The Slavs are one of the great families of Europe; the Germans, Roams and Celts being the other three.
Anthropologically, the Slavs are characterized by a most rounded head, good cranial capacity, medium stature and good physical development. On complexion they range from brunette to blonde, the former predominating among the southern Slavs, while blondes are more numerous among the northern parts of the stock.
According to the 6th century AD Procopius of Caesarea, he describes tribes of these names emerging from the area of the Carpathian Mountains, the lower Danube and the Black Sea, invading the Danubian provinces of the Eastern Empire.

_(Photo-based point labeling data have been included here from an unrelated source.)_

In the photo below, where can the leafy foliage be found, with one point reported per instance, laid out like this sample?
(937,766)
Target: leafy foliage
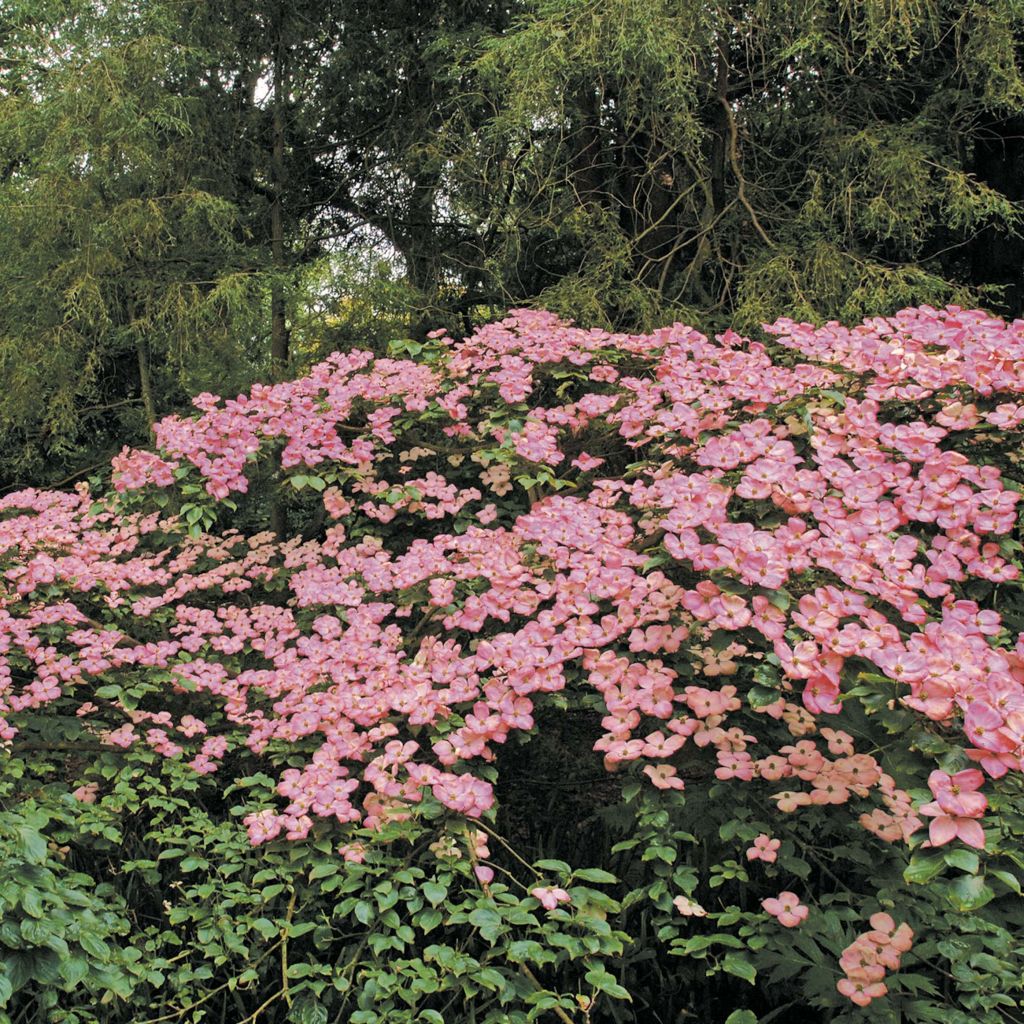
(357,774)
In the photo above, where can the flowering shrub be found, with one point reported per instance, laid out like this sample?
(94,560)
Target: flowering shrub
(753,608)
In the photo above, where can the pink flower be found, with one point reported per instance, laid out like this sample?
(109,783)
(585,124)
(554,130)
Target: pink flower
(957,794)
(587,462)
(786,907)
(765,849)
(86,794)
(664,776)
(550,896)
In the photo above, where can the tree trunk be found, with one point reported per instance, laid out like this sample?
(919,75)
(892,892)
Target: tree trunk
(280,338)
(145,383)
(279,322)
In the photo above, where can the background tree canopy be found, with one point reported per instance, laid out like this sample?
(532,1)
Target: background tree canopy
(197,196)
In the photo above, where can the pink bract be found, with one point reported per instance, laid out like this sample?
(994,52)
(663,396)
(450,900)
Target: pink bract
(446,597)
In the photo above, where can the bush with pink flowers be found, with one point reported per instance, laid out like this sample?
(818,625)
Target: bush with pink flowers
(596,674)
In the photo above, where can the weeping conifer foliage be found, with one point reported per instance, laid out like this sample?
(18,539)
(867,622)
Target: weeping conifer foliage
(194,197)
(650,160)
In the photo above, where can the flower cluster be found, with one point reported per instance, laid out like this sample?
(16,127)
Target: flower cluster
(695,511)
(870,955)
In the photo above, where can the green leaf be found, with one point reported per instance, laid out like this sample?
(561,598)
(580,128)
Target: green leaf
(434,892)
(966,860)
(741,1017)
(323,869)
(32,903)
(558,866)
(760,696)
(923,868)
(739,966)
(595,875)
(1007,878)
(970,893)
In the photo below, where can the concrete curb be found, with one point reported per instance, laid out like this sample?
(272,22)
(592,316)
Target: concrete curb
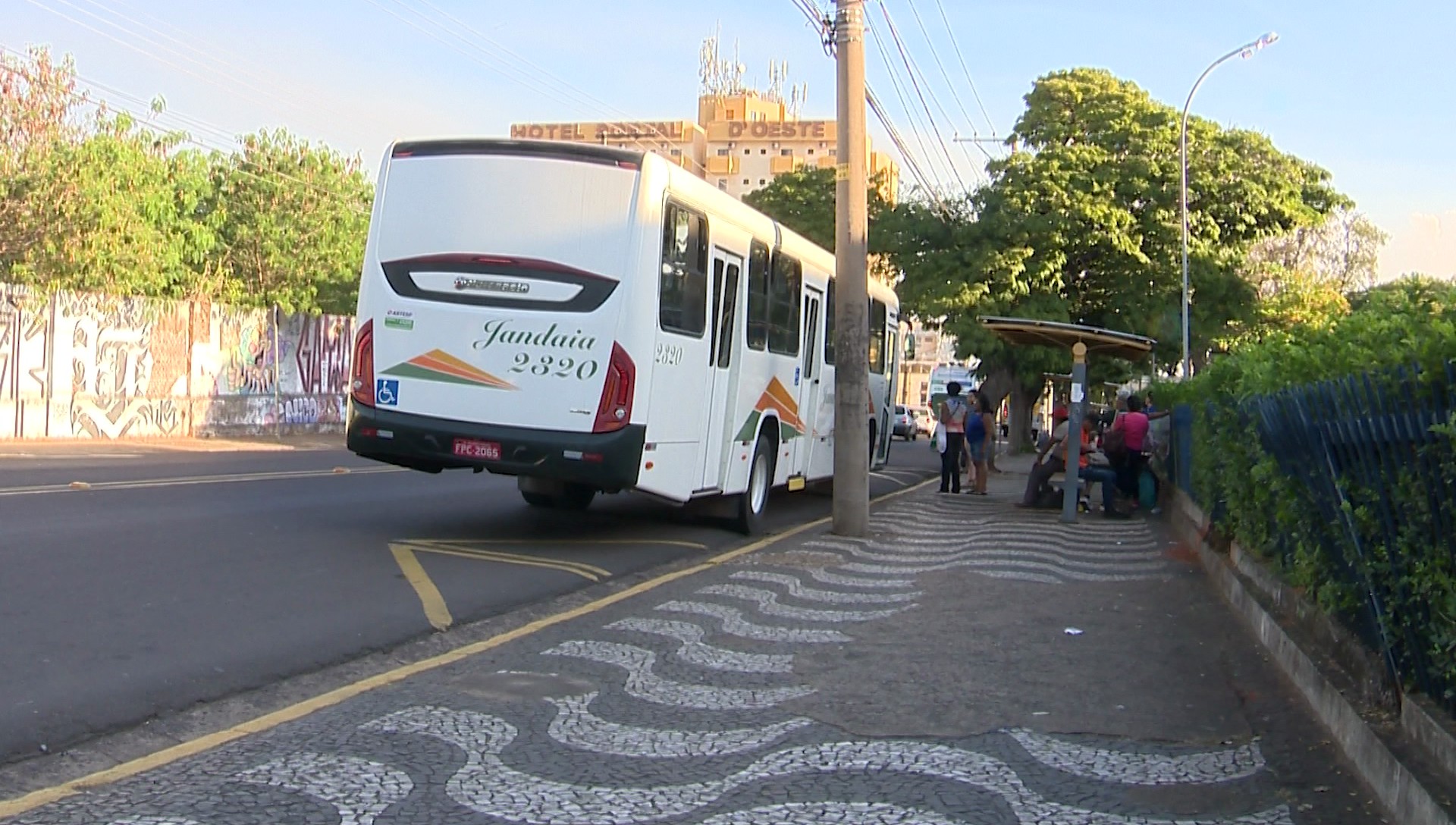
(1395,786)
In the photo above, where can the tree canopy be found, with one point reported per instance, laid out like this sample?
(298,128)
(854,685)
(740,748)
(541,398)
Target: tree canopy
(1081,223)
(93,199)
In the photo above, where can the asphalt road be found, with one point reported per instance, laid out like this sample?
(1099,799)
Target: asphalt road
(139,582)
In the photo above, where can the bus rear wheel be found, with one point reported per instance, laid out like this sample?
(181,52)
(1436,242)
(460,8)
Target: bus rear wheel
(755,500)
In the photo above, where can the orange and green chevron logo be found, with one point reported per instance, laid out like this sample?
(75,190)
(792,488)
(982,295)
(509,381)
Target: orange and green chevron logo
(775,397)
(440,365)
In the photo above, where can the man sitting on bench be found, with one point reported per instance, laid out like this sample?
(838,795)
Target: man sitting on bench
(1047,466)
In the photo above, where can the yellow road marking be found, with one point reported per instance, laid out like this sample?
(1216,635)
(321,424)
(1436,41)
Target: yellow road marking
(584,571)
(299,711)
(435,604)
(190,481)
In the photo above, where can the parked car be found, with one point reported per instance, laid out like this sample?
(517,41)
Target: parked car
(906,425)
(924,419)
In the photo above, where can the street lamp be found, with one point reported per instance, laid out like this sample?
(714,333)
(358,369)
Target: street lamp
(1247,50)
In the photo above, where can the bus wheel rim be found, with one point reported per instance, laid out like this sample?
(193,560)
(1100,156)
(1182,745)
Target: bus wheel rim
(759,486)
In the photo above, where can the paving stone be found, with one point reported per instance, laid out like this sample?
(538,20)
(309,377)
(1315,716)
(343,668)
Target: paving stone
(919,676)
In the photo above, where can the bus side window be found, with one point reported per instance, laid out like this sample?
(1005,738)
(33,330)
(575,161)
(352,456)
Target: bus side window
(683,284)
(829,323)
(877,337)
(758,296)
(785,293)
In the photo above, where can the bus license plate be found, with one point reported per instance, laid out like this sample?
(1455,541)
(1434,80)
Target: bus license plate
(472,448)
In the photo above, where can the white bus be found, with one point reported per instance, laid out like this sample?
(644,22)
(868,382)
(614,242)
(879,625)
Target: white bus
(592,319)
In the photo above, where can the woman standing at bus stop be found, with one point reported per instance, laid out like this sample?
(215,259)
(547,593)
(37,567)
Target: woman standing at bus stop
(952,418)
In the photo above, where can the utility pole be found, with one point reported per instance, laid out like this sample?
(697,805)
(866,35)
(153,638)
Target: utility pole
(852,402)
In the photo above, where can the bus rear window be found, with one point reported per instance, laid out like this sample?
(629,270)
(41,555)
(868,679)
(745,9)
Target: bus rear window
(683,286)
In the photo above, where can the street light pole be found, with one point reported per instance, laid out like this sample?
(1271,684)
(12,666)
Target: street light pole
(1247,50)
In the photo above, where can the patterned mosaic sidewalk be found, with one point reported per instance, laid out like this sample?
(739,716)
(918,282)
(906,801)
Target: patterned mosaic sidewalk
(821,680)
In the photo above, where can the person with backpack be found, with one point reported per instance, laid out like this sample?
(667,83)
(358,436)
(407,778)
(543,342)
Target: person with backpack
(952,418)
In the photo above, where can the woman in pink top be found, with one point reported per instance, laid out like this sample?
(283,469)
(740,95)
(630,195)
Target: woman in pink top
(1133,425)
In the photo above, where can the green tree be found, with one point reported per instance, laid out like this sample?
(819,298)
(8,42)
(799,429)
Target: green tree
(1343,252)
(291,218)
(38,111)
(1082,224)
(117,212)
(804,201)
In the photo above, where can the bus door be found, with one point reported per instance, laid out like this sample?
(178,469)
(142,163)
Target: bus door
(811,389)
(718,392)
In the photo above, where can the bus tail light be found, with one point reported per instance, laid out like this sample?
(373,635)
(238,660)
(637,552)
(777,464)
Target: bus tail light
(615,408)
(362,386)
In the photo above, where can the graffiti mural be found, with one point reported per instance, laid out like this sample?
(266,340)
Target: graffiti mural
(322,354)
(77,365)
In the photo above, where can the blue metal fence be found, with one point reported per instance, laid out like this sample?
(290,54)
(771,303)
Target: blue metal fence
(1378,476)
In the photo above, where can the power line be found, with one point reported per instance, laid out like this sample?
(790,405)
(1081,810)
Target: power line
(182,136)
(918,130)
(215,54)
(894,137)
(824,27)
(959,55)
(259,95)
(912,71)
(949,85)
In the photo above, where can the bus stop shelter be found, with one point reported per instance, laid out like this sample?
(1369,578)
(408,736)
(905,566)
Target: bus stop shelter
(1081,340)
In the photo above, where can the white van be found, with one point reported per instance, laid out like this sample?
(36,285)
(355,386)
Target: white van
(592,319)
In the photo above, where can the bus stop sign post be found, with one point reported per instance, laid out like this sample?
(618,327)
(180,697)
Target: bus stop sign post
(852,408)
(1076,411)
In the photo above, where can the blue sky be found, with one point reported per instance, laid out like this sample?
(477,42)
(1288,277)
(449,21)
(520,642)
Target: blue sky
(1365,89)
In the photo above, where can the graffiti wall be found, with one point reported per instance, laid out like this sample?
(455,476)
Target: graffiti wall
(77,365)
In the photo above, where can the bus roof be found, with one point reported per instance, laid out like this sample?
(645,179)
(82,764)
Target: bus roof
(560,150)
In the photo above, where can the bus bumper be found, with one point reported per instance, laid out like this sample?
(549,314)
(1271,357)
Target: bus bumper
(603,460)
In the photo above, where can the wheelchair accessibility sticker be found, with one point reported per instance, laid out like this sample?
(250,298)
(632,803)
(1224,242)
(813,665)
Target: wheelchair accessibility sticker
(386,392)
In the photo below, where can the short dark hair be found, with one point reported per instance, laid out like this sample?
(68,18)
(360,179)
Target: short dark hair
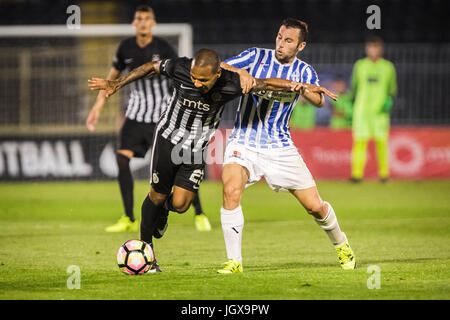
(207,58)
(144,8)
(298,24)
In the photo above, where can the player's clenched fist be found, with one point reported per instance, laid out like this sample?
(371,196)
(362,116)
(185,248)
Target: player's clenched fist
(109,86)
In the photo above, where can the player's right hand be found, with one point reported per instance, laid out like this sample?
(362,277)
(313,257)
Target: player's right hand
(102,84)
(247,81)
(92,119)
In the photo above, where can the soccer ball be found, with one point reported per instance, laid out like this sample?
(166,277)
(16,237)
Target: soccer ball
(135,257)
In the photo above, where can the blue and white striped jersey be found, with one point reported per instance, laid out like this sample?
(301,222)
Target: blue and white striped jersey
(262,118)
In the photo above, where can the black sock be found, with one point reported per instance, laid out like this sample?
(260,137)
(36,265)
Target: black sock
(149,218)
(168,203)
(197,205)
(126,184)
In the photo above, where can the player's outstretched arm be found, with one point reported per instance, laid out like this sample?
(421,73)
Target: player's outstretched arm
(94,114)
(111,86)
(247,81)
(312,93)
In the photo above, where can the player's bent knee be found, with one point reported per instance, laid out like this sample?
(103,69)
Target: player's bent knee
(180,205)
(315,208)
(157,198)
(232,191)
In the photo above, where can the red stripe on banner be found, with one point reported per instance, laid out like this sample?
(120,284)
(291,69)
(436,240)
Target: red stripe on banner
(414,153)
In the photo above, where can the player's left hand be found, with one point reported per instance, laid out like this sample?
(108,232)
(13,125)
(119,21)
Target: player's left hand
(304,88)
(102,84)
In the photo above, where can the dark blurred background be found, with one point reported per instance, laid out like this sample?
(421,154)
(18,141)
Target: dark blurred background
(256,21)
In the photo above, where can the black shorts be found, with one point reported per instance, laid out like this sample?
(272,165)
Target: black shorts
(168,170)
(136,136)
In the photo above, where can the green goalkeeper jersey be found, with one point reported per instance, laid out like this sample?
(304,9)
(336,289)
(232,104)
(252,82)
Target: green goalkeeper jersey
(373,83)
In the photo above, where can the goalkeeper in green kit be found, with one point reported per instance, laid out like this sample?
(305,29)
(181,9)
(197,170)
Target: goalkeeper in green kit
(374,86)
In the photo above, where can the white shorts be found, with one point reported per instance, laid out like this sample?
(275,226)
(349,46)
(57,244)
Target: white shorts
(283,169)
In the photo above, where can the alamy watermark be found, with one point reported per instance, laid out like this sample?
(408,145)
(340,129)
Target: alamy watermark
(374,280)
(74,280)
(74,20)
(374,20)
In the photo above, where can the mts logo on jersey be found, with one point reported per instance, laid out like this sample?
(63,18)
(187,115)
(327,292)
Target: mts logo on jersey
(196,105)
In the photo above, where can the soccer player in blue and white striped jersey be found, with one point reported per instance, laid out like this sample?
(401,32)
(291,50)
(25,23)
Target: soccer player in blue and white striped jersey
(261,146)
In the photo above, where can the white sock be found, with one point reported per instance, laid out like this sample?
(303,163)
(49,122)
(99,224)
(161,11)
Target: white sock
(331,227)
(232,225)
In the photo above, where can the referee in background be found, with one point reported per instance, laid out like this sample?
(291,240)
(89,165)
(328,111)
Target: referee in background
(145,106)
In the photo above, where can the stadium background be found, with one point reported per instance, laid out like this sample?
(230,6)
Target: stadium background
(48,226)
(44,98)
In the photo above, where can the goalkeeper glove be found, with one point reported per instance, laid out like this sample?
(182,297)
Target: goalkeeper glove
(387,105)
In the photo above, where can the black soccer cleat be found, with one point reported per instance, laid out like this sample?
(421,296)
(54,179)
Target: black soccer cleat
(161,225)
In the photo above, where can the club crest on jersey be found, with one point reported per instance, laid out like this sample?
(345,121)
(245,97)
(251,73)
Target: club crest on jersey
(155,178)
(295,76)
(216,96)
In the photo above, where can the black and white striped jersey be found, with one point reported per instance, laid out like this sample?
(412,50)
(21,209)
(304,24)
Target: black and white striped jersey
(146,102)
(192,117)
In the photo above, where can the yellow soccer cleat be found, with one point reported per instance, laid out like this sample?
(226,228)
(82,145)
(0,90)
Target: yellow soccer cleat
(346,257)
(124,224)
(231,266)
(202,222)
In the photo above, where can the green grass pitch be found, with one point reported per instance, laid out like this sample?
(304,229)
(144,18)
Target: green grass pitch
(401,227)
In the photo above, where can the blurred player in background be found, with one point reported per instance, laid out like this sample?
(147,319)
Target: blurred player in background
(374,87)
(343,108)
(303,115)
(145,106)
(200,91)
(260,144)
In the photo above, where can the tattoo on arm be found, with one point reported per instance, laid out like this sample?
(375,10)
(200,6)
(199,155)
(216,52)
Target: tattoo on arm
(272,84)
(147,69)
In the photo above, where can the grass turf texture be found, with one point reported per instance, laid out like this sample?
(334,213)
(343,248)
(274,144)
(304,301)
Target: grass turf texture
(402,227)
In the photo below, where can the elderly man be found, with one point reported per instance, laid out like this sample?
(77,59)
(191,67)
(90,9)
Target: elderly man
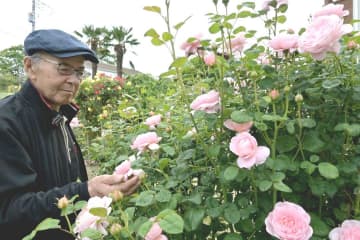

In the early Slavs, it was much influenced by the events on the early stage of the Great Migration, when the Huns attacked the Goths in 375 CE. In the Dnieper area, from the mid-5th century CE on, the lands of the Goths were gradually taken by the populations of early Slavic cultures, who moved there from the upper Dnieper region.
In the seventh century, they arrived in the north of the Balkan peninsula, thus entered the zone of Byzantium's cultural, political and economic influence. At the same time, groups of western Slavs settled along the margins of the Merovingian and Lombard kingdoms.
In 863 AD, the Kingdom of Great Moravia became the first Slav state to accept the Christianity of Byzantium as its official religion. As early as 1833, languages were recognized as Indo-European.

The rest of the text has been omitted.